MRC Units in The Gambia and Uganda join London School of Hygiene & Tropical Medicine
The London School of Hygiene & Tropical Medicine (LSHTM) and the Medical Research Council (MRC) have forged two exciting new partnerships that will boost research capacity into current and emerging health issues in Africa and throughout the world.
On 1 February, the MRC Unit The Gambia and the MRC/UVRI Uganda Research Unit will formally join LSHTM. The transfers will build on the existing strong relationships between LSHTM and both Units, ensuring even stronger scientific collaboration as well as new career opportunities for researchers.
Medical Research Council Units are focused investments established to support a pressing scientific need or to deliver a particular research vision. These transfers are part of the MRC’s long-term programme of transferring Units into a host University in order to bring strategic benefits to both parties. The majority of MRC Units are in the UK and have already been transferred.
Professor Peter Piot, Director of the London School of Hygiene & Tropical Medicine, said: “I am delighted to welcome the Units and their talented teams into LSHTM. The new partnerships present major opportunities for all three institutions’ staff and research output. Our School becomes more global than ever and increases its access to research facilities and skilled researchers based ‘on-the-ground’, while the Units will reap the benefit of LSHTM’s global reputation and wide-ranging expertise. By working even more closely together, innovative and collaborative research projects can be developed which are needed to tackle major global health issues.”

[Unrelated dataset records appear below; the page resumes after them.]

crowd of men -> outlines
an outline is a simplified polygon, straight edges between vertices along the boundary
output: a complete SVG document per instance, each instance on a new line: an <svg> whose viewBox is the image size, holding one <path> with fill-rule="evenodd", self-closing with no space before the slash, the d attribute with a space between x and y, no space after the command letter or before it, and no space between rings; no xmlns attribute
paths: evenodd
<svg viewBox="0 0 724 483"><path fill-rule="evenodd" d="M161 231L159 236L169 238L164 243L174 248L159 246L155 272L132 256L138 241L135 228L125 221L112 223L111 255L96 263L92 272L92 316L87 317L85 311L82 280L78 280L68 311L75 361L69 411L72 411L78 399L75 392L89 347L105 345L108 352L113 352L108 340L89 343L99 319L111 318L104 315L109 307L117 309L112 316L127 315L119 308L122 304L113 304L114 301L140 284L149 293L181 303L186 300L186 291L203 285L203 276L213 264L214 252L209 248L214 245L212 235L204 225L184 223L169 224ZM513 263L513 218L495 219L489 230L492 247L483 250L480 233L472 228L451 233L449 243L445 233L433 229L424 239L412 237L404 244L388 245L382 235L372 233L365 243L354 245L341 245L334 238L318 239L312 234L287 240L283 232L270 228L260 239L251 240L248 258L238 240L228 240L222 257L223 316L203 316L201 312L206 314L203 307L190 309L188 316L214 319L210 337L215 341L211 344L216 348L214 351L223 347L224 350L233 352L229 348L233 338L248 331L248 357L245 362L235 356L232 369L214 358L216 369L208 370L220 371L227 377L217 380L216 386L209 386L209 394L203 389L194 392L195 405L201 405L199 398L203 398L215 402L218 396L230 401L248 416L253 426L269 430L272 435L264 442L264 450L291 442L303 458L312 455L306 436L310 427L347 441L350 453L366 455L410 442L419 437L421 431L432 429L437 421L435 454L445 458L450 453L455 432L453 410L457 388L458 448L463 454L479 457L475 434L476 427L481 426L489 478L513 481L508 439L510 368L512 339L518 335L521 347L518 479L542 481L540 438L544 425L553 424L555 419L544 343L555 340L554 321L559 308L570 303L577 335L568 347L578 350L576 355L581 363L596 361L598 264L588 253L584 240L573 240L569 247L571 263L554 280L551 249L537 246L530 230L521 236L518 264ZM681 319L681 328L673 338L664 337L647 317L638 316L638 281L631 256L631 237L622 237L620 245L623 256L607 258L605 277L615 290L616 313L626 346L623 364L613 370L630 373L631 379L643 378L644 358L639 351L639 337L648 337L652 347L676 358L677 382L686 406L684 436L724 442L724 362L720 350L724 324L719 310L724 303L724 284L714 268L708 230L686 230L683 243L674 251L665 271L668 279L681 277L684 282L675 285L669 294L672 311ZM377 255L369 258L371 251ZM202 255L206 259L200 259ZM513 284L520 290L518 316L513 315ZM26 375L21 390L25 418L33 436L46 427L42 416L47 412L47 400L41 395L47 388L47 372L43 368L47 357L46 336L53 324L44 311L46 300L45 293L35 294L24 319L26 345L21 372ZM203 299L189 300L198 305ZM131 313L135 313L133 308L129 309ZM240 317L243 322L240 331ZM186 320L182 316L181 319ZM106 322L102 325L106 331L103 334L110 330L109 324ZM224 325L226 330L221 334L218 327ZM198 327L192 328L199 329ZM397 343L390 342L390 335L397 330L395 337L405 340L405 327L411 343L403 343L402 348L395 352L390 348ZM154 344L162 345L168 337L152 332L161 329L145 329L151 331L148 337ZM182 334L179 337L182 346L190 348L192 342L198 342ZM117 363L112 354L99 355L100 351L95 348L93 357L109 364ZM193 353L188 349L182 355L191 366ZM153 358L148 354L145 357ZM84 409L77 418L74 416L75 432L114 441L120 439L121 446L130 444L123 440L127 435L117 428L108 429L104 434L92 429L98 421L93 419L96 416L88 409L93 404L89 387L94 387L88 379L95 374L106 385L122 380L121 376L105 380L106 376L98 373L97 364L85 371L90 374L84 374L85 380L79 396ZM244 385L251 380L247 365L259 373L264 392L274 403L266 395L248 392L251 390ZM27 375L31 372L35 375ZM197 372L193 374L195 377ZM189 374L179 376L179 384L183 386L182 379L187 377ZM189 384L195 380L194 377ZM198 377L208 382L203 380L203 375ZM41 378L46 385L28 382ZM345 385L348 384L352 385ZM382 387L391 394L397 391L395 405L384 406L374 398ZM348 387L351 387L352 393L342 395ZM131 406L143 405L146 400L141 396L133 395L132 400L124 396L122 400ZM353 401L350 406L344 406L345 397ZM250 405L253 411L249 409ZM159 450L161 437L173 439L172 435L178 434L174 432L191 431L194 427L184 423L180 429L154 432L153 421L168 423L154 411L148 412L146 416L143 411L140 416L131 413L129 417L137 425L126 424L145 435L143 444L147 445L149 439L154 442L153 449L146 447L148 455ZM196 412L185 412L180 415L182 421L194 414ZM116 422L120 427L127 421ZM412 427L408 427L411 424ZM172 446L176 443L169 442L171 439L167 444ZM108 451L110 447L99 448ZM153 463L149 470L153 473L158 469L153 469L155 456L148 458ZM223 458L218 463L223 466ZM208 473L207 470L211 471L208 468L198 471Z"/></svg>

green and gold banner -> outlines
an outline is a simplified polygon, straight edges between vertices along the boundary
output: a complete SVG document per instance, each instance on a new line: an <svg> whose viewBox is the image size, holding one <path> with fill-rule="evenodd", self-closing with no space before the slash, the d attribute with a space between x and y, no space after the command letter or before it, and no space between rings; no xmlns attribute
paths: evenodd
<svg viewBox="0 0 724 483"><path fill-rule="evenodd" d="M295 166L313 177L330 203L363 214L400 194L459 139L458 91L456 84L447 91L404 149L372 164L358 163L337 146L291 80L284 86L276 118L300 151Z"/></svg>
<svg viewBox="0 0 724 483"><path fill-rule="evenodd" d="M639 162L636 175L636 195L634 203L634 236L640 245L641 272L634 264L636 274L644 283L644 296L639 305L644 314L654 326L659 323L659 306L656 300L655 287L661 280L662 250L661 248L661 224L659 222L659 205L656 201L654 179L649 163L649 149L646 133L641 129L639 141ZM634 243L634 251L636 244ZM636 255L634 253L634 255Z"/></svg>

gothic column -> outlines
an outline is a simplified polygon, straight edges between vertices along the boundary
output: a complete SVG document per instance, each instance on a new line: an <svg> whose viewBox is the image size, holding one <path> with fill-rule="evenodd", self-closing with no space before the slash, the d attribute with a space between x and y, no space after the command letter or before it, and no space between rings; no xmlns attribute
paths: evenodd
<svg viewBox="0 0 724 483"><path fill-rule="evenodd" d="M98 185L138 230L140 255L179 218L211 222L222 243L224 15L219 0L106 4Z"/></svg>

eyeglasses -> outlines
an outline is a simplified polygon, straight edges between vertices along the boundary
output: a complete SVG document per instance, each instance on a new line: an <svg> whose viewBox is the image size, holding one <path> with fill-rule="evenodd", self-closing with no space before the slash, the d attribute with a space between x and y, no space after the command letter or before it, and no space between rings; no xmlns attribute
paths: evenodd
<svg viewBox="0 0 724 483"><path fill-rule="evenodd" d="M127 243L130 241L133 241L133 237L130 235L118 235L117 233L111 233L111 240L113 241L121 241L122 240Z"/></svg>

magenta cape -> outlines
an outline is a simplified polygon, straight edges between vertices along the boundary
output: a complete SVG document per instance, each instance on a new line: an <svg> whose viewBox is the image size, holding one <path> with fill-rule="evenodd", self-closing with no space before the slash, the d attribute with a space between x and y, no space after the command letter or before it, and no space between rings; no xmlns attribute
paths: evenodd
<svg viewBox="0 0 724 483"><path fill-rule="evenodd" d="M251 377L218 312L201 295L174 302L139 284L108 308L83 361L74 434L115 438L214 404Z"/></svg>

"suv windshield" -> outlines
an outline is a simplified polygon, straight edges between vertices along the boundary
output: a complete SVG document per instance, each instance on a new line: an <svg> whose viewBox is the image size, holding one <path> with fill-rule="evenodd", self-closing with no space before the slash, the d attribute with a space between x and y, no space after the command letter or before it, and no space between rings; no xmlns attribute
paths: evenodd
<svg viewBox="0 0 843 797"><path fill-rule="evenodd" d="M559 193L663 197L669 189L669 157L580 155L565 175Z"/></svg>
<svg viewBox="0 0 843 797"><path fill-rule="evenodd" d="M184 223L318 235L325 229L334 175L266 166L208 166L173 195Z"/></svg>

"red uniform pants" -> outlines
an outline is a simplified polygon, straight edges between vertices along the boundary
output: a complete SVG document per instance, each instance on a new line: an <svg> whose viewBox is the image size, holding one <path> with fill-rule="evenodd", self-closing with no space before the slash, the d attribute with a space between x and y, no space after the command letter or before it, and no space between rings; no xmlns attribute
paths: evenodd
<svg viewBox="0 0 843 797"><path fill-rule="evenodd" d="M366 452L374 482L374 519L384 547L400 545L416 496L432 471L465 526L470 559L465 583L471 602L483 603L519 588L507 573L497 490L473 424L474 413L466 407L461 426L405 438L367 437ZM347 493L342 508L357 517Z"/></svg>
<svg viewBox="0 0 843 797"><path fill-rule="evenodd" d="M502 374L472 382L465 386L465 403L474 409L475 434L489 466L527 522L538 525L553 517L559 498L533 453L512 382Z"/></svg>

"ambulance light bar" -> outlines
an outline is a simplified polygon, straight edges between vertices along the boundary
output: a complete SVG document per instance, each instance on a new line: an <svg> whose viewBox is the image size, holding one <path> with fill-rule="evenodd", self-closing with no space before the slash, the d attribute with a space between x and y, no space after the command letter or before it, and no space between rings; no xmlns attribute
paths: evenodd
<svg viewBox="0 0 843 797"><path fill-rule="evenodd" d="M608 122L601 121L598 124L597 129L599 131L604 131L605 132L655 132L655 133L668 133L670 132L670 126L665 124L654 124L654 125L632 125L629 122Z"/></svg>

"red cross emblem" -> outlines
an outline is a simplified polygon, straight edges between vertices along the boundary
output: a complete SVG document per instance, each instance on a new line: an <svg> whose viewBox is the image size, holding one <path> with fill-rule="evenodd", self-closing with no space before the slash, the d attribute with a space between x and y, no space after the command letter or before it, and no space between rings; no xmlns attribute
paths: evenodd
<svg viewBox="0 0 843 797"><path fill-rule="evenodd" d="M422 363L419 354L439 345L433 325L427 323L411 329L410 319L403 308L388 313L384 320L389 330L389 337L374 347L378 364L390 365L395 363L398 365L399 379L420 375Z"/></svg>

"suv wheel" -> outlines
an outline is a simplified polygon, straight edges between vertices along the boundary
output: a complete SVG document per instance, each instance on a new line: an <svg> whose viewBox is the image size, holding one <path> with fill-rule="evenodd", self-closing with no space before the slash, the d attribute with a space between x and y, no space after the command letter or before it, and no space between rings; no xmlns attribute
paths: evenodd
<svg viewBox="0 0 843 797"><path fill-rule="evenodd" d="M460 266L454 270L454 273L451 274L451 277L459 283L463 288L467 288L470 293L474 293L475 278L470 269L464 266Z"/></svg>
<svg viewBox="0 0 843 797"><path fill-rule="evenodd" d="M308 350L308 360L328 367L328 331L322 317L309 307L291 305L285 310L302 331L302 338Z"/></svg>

Professor Sir John Savill, Chief Executive Officer of the Medical Research Council, said: “I’m excited by the prospect of our units in Uganda and The Gambia becoming part of a new ‘family’, especially one that is world renowned for its work in global health. We know from experience that transfers like these are uniformly positive; transferred units are more successful in winning additional funding and their collaborations with partners increase. MRC researchers benefit from having the university working to nurture the research leaders of the future. I hope that early career researchers in particular will see a stronger career path for themselves as a result of this partnership.”
MRC Unit The Gambia and LSHTM have a well-established working relationship and have collaborated on numerous trials and projects for nearly 70 years. These include the evaluation of insecticide-treated bed nets for malaria control and of several vaccines, including the pneumococcal conjugate vaccine, the hepatitis B vaccine, and the Haemophilus influenza type b vaccine. The transfer means the Unit is now called the Medical Research Council Unit The Gambia at the London School of Hygiene & Tropical Medicine (MRC Unit The Gambia at LSHTM).
Professor Umberto D'Alessandro, Director of MRC Unit The Gambia at LSHTM, said: “We have existing and strong collaborative links with the LSHTM; some of our researchers are already affiliated to this prestigious institution. I am confident that joining LSHTM formally will increase and strengthen our high quality research, as well as offer more training and networking opportunities for scientists of both institutions.”
The relationship between MRC/UVRI and LSHTM dates back to the Uganda programme’s initiation in the 1980s at the height of the HIV epidemic. Both institutions enjoy long-standing collaborations including the Tropical Epidemiology Group and the ALPHA network, and LSHTM is instrumental in the Unit’s capacity building programme with various staff undertaking post-graduate training at LSHTM. Following the transfer, the Unit is now called the Medical Research Council/Uganda Virus Research Institute and London School of Hygiene & Tropical Medicine Uganda Research Unit (MRC/UVRI and LSHTM Uganda Research Unit).
Professor Pontiano Kaleebu, Director of MRC/UVRI and LSHTM Uganda Research Unit, said: “We are excited to join LSHTM and are optimistic about the numerous opportunities the partnership will provide to research teams both at the Unit and at the School. The transfer not only offers a wider platform for our researchers to train, practise and collaborate, but increases capacity and access to resources to undertake more cutting-edge medical research.”
The Unit Directors will continue to shape the scientific strategy of each Unit, and The MRC will provide core funding to the Units and review the scientific strategy in the existing way.